Microsoft researchers are developing an artificial intelligence (AI) enabled 'drawing bot' that can create images from text descriptions of an object.
Microsoft researchers are developing an artificial intelligence (AI) enabled ‘drawing bot’ that can create images from text descriptions of an object. The technology can generate images of everything from ordinary pastoral scenes, such as grazing livestock, to the absurd, such as a floating double-decker bus, Microsoft said in a blog post. Each image contains details that are absent from the text descriptions, indicating that this artificial intelligence contains an artificial imagination, it said. The technology under development in Microsoft’s research labs is programmed to pay close attention to individual words when generating images from caption-like text descriptions, the company said. This deliberate focus produces a nearly three-fold boost in image quality compared to the previous state-of-the-art technique for text-to-image generation, according to results on an industry standard test reported in a research paper posted on arXiv.org. “If you go to Bing and you search for a bird, you get a bird picture.

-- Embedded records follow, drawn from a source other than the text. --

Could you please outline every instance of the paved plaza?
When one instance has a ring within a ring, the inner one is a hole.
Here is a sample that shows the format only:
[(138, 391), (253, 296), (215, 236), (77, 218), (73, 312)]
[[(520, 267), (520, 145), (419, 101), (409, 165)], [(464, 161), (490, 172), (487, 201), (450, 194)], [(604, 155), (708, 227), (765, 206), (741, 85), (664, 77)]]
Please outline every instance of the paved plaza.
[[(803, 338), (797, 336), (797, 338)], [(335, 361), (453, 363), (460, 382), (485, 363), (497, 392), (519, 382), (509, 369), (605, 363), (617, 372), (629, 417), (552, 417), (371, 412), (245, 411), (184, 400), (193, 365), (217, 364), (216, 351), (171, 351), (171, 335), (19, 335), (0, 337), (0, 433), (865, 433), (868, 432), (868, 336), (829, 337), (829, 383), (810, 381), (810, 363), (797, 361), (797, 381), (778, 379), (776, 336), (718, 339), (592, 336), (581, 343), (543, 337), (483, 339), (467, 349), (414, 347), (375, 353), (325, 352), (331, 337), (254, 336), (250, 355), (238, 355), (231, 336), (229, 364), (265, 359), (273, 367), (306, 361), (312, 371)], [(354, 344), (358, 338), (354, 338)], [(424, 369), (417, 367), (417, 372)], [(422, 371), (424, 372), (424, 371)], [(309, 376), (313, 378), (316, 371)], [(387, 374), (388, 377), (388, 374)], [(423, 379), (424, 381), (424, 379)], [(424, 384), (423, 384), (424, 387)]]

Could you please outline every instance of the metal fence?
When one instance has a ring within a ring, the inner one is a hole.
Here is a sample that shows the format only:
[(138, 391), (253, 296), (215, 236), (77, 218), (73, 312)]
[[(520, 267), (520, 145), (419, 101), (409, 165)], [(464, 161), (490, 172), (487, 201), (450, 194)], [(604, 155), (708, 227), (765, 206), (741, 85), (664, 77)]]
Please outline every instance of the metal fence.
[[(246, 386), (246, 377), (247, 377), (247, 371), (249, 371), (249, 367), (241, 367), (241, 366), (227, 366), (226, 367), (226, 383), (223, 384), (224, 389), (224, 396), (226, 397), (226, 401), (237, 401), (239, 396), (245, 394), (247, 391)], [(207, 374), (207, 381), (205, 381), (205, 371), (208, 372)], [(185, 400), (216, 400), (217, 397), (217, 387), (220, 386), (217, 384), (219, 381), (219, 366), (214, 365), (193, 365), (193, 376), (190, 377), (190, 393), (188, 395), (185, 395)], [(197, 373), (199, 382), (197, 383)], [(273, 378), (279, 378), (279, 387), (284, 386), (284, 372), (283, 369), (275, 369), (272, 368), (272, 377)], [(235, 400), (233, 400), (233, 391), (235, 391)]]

But here, the pictures are created by the computer, pixel by pixel, from scratch,” said Xiaodong He, a principal researcher at Microsoft’s research lab in Washington. He and colleagues started with technology that automatically writes photo captions – the CaptionBot – and then moved to the one that answers questions humans ask about images, such as the location or attributes of objects, which can be especially helpful for blind people. “Now we want to use the text to generate the image,” said Qiuyuan Huang, a postdoctoral researcher in He’s group. Text-to-image generation technology could find practical applications acting as a sort of sketch assistant to painters and interior designers, or as a tool for voice-activated photo refinement, the researchers said.
At the core of Microsoft’s drawing bot is a technology known as a Generative Adversarial Network, or GAN. The network consists of two machine learning models, one that generates images from text descriptions and another, known as a discriminator, that uses text descriptions to judge the authenticity of generated images.